Thursday, March 15, 2012

The Eolith Controversy and Parsonage Farm, Hatham Green Lane

Extract below taken from The Kent Downs by Dan Tuson, published 2007 by Tempus. This book is in Longfield library.

Eolith description here on Wikipedia.

The Eolith Controversy
Eoliths were first described by Benjamin Harrison from the dipslopes of the North Downs in west Kent where they were found in large numbers over ploughland, embedded in the drift deposits of the plateau country. Harrison and his supporters, including the eminent geologist Professor Joseph Prestwich, maintained that these coarsely worked flits were the product of human manufacture of some ancient prehistoric society. Our present day knowledge of the Pliocene deposits in which they were found suggest a date of some 2-4 million years ago. One of the sites frequented by Harrison was Parsonage Farm near Stansted where, on 22 May 1865, he found a spread of worn gravel deposits.

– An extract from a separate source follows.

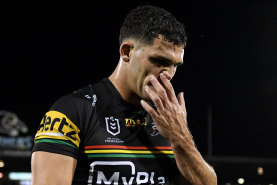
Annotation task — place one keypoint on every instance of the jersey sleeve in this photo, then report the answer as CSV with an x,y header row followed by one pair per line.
x,y
59,129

For many years Harrison and his associates visited the site and found many eoliths and other worked flints of the Neolithic period within these deposits.

Harrison's claim inspired a wealth of debate in the nineteenth and early twentieth centuries, with many geologists and antiquarians arguing that the stones were simply the result of natural flaking of flints as a result of sub-soil pressures. The debate continued for three decades and more and more evidence was discovered that suggested a purely natural origin for eoliths.